View your teeth under a microscope and the surface will look something like a honeycomb. Thousands of tiny tubes (called "enamel rods") are lined up side by side forming the enamel, and beneath them "dentin tubules" form the tooth's inner layer. Over time, the stains on the tooth's surface work their way through this system of tubes and become trapped within the honeycomb structure. The stain is now part of your tooth. We dentists call this "intrinsic stain". It can't be brushed away, no matter how hard you try.
Now, it takes a lot of time for intrinsic stain to form because the tubes in the "honeycomb" tend to be "plugged up" with organic matter. If they were wide open, your teeth would be terribly sensitive to temperature changes, especially cold. In order to work, bleaching agents need to remove the plugs so they can penetrate to the inner layer of your teeth, where they work their magic. The active ingredient loses effectiveness quickly, so no need to worry that you're trapping harmful chemicals inside. After some time (usually a couple of weeks), the plugs return.

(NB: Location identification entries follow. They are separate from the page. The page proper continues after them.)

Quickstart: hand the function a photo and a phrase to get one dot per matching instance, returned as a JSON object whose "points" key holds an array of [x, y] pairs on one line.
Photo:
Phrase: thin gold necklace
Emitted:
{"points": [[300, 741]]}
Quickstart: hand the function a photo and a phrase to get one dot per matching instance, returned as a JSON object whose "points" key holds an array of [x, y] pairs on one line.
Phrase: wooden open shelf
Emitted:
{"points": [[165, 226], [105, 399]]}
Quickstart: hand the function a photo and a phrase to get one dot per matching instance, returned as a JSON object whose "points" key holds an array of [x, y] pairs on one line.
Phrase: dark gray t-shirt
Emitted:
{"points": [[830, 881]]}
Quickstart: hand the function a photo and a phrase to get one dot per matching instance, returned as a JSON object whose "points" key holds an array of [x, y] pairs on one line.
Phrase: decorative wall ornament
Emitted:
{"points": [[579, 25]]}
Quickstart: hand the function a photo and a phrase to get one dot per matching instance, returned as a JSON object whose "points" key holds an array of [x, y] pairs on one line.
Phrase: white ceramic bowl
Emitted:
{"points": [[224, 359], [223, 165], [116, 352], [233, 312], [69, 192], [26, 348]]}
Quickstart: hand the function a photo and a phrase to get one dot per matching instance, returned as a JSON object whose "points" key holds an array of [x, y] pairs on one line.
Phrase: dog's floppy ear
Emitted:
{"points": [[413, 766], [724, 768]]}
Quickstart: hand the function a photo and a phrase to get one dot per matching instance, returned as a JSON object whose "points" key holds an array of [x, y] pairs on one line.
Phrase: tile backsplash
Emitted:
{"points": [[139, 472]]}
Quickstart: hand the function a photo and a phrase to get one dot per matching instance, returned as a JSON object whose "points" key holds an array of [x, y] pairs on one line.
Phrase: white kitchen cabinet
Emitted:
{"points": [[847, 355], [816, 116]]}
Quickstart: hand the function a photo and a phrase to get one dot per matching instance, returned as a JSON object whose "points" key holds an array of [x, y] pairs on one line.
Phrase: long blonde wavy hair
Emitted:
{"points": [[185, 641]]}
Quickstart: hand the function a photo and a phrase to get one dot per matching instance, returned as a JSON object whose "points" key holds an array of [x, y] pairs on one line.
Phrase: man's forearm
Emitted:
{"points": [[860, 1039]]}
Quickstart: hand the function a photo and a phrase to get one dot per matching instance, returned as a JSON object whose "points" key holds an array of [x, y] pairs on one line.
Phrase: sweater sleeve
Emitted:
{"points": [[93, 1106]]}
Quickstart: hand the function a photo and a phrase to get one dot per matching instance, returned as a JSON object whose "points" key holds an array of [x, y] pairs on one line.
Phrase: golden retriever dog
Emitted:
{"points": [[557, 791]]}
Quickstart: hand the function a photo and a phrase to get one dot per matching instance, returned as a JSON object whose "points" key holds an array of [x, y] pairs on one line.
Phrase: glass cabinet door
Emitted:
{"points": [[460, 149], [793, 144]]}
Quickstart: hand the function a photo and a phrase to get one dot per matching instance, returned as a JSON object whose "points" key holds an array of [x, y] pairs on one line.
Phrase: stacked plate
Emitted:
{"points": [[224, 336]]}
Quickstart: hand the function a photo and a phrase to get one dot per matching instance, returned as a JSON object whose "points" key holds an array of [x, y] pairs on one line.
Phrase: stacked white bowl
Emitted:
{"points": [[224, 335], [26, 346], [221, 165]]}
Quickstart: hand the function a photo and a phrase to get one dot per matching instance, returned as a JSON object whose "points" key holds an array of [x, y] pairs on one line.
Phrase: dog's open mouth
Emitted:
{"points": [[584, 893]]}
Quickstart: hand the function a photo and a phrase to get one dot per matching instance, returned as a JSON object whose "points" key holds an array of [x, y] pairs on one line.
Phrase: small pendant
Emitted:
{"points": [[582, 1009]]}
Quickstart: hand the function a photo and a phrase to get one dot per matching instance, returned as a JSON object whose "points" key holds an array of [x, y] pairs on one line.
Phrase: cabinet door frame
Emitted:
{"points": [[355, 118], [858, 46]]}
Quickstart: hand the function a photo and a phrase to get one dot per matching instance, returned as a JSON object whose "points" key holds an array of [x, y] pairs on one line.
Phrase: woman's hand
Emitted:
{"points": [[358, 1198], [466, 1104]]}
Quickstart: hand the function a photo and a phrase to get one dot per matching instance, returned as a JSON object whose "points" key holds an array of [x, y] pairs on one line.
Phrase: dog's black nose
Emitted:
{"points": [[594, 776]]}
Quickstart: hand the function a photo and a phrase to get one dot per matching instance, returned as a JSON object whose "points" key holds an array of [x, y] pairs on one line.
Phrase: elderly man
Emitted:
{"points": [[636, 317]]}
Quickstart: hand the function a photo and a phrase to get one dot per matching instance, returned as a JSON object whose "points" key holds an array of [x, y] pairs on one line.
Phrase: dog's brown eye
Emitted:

This explains why it's common for teeth to become sensitive during and after the teeth whitening process, and why the effect subsides. Sensitivity is the number one side-effect that gives teeth whitening a bad rap, and makes people think it's doing permanent harm. The strength of the whitening agent, how it's applied, and how long/frequently the teeth are exposed are all factors in sensitivity. So is the degree of temperature sensitivity you have before you whiten. Talk to your dentist first if you're worried about sensitivity.
The bottom line is that for the vast majority of us, teeth whitening is a perfectly safe and harmless beauty treatment that almost anyone can afford. I believe everyone should at least consult with a dentist to be sure they have healthy teeth before they start* and discuss the various products and whitening technologies available (home-whitening or whitening at the dentist 's office with professional strength gels and high-tech lights that speed the process, for example). You may decided to use an over-the-counter product because it's more affordable. You may have to try more than one product, even with your dentist, before finding the one that gives you maximum results with minimum sensitivity. But if you're like most of today's beauty conscious patients, you'll come away smiling!!!